Which seems like often what you want. Obviously if you want to handle the error in some way (say, you're interested in whether it succeeds, not just the successful result), you can interrogate the result value for ok or err.

And there's also a macro for "assume success, unwrap the result value, panic if it's not there", just like you can access a pointer without checking for null if you want. But functions which can't return an error shouldn't return "Result", so if you do that, it's clear you *might* fail. Which is exactly what you want for throw-away code. But it does mean, you can search for the unwrap macro if you want to find all the points where you did that and fix them.

Rust recent innovation: ?

I mention try! for historical reasons, but just recently, Rust has promoted it into a language feature, reducing the overhead further from four to six characters, to 1: '?' after a value means the same thing as the try macro.

Result<int, errtype="ErrType"> func1(arg1, arg2)
{
   return func3(func2(arg1)?,func2(arg2)?)?.func4()?; // Pseudocode, not actual rust syntax
}


Rust recent innovation: chaining

This is also really new and not standard yet, but I like the idea. Error chaining. The function .error_chain(|| "New error") is applied to the result of a function call. If it was a success, that's fine. If not, this error is added to the previous error. It is typically then followed by the try macro or ?. (I think?)

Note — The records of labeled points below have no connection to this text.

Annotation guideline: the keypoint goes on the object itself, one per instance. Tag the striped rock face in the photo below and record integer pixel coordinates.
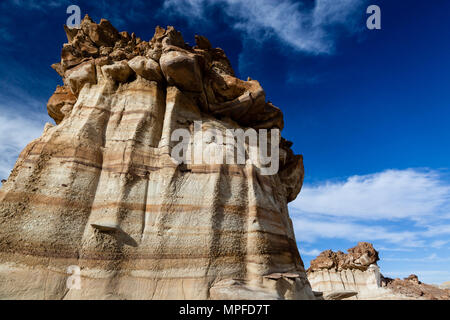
(97, 208)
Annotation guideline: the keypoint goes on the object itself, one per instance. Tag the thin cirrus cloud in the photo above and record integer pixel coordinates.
(19, 126)
(397, 208)
(304, 28)
(391, 194)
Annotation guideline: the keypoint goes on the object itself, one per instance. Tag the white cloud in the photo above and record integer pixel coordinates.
(19, 125)
(16, 132)
(397, 209)
(304, 29)
(391, 194)
(309, 230)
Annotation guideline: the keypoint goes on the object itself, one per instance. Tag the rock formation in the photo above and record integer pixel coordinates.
(356, 275)
(99, 191)
(411, 288)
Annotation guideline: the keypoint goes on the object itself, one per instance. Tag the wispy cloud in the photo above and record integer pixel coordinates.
(392, 194)
(21, 123)
(305, 28)
(16, 132)
(399, 209)
(310, 253)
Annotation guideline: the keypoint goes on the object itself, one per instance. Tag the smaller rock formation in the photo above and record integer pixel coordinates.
(339, 275)
(356, 275)
(412, 288)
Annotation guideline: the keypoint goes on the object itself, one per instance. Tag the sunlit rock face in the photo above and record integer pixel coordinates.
(100, 191)
(356, 275)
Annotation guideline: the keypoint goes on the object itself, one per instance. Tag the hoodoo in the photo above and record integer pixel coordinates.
(99, 191)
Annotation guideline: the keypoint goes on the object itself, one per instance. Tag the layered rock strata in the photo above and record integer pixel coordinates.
(100, 193)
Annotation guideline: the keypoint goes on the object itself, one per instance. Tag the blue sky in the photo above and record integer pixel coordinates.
(368, 109)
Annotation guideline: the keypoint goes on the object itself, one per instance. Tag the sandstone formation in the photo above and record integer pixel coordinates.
(356, 275)
(100, 191)
(411, 288)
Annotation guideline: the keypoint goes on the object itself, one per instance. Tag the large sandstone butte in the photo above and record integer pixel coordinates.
(100, 191)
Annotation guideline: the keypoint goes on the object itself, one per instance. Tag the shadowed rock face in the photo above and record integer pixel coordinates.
(100, 191)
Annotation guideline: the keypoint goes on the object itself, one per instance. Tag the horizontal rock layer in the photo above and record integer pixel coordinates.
(100, 191)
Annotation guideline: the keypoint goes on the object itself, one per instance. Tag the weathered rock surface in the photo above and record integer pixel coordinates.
(100, 191)
(412, 288)
(356, 275)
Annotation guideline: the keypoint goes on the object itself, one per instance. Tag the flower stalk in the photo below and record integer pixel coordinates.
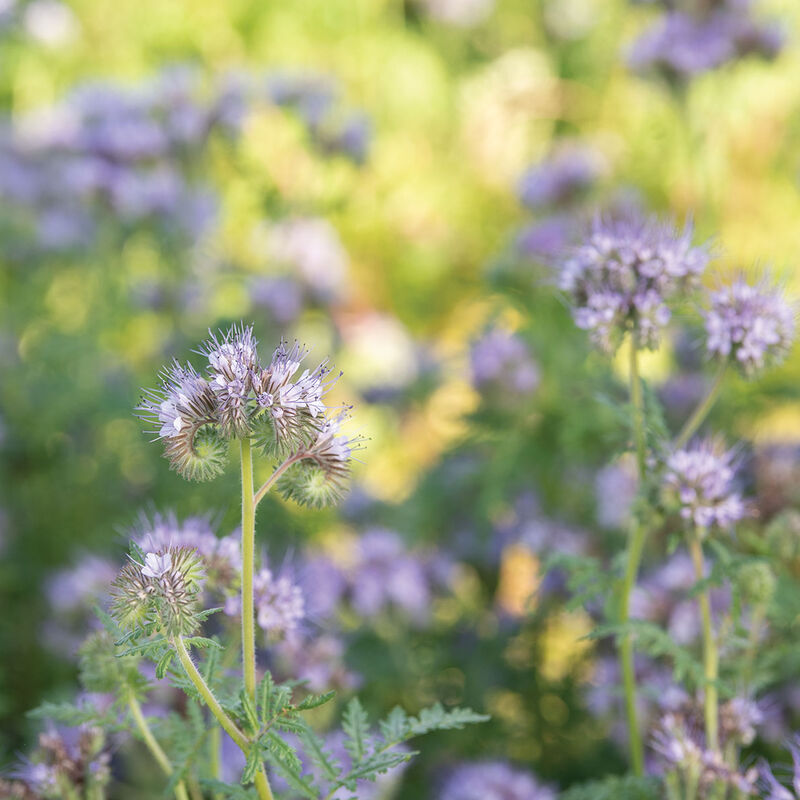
(634, 557)
(153, 746)
(710, 654)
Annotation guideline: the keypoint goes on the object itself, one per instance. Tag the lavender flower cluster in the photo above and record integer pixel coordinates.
(751, 325)
(686, 43)
(622, 276)
(699, 482)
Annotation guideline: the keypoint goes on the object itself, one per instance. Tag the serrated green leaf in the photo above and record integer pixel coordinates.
(355, 724)
(316, 700)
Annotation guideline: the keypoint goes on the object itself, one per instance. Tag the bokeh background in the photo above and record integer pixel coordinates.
(350, 173)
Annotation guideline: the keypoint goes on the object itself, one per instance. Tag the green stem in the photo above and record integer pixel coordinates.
(248, 566)
(152, 744)
(710, 658)
(701, 412)
(228, 725)
(635, 549)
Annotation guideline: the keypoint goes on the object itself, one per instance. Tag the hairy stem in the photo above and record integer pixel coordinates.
(267, 485)
(228, 725)
(635, 549)
(701, 412)
(153, 746)
(710, 656)
(248, 566)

That means that your function can return a more useful error, eg. "could not open log file" or "could not calculate proportion". Which carries along the additional information of WHY it couldn't, eg. "could not open file XXXX in read mode" or "div by zero".

And then a higher level function can decide which of those it cares about handling -- usually not the lowest level one.

In some ways like exceptions, but (hopefully, because Rust) with no runtime overhead.

Footnotes

[1] I often think of it as, an error-value is one that, under any future operation of any sort, stays the same error value, but that's usually not how it's actually implemented.